Seems a bit conflict when checking DB schema: node_revisions.body and node_revisions.teaser are not allow NULL, but miss out default value. In some rare case, it may cause an illegal INSERT/UPDATE handling from drupal_write_record(), as it is depending on cached schema.

Please correct me if this 2 fields should/must miss out default value for some hidden/critical reason.

Comments

webchick’s picture

Status: Needs review » Closed (works as designed)

MYSQL 5 does not support a default value applied to text fields. See http://dev.mysql.com/doc/refman/5.0/en/blob.html

hswong3i’s picture

Status: Closed (works as designed) » Needs review

But the schema API is not just target for MySQL, isn't? How about if other database need a default value for "NOT NULL" column?

IT IS a conflict if we don't have any default value for a NOT NULL column. What will be happened if we are calling INSERT/UPDATE from drupal_write_record(), but object with omit body and teaser? IT IS really happening: poll.module have a 'has_body' => FALSE attribute, so its object input for drupal_write_record() will ALWAYS without a VALID body and teaser.

This may cause some hidden bug, even it is now functioning for MySQL; provide a default value for NOT NULL is much logical ;-(

webchick’s picture

Priority: Critical » Normal
Status: Needs review » Needs work

Unless you can provide reproducible steps that cripple the use of Drupal without these default values (fatal errors when saving polls when using pgsql, for example), then this is not a critical bug.

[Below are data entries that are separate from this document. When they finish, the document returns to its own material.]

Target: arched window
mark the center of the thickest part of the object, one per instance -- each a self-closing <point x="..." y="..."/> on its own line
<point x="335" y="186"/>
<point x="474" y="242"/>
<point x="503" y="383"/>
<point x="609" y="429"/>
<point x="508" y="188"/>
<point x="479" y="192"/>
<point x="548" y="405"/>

Your patch is incomplete if you intend to add default values to all text/blob columns in all of core. You also need to deal with the fact that MySQL will yield errors when these have default values, which I imagine would need to be done somewhere in database.mysql.inc.

hswong3i’s picture

Title: node_revisions.body and node_revisions.teaser miss default » NOT NULL fields miss out default value
StatusFileSize
new14.96 KB

Patch tested for both MySQL and PgSQL with no error during install and modules installation. I grep all columns with "NOT NULL" where miss out default value, by using following script:

<?php

$array = array();

module_load_all_includes('install');
foreach (module_implements('schema') as $module) {
  $current = module_invoke($module, 'schema');
  foreach ($current as $table => $v1) {
    foreach ($v1['fields'] as $column => $v2) {
      if (isset ($v2['not null']) && $v2['not null'] && !isset($v2['default']) && $v2['type'] != 'serial') {
        $array[] = $table .".". $column .": ". $v2['type']; 
      }
    }
  }
}

print_r($array);

?>
hswong3i’s picture

Status: Needs work » Needs review
gábor hojtsy’s picture

wechick: the "cannot create polls in pgsql" issue you asked for is here: http://drupal.org/node/199161

gábor hojtsy’s picture

BTW IMHO it makes sense to add the defaults and ignore then when it does not make sense for the database handler at hand (in this case mysql). Although this would require comment from schema API designers, hopefully bjaspan.

hswong3i’s picture

Title: NOT NULL fields miss out default value » Siren #10: NOT NULL fields need default value
Assigned: Unassigned » hswong3i
Priority: Normal » Critical

I mark http://drupal.org/node/199161 as duplicated, as that is an real bug example of this issue. Here is its bug report in case of PostgreSQL:

Got the following page:
============
Page not found

* warning: pg_query() [function.pg-query]: Query failed: ERROR: null value in column "body" violates not-null constraint in /home/maximkr/drupal/includes/database.pgsql.inc on line 155.
* user warning: query: INSERT INTO node_revisions (nid, uid, title, teaser, log, timestamp, format) VALUES (14, 1, 'Do you like X', '* Yes * No ', '', 1197154493, 0) in /home/maximkr/drupal/includes/common.inc on line 3374.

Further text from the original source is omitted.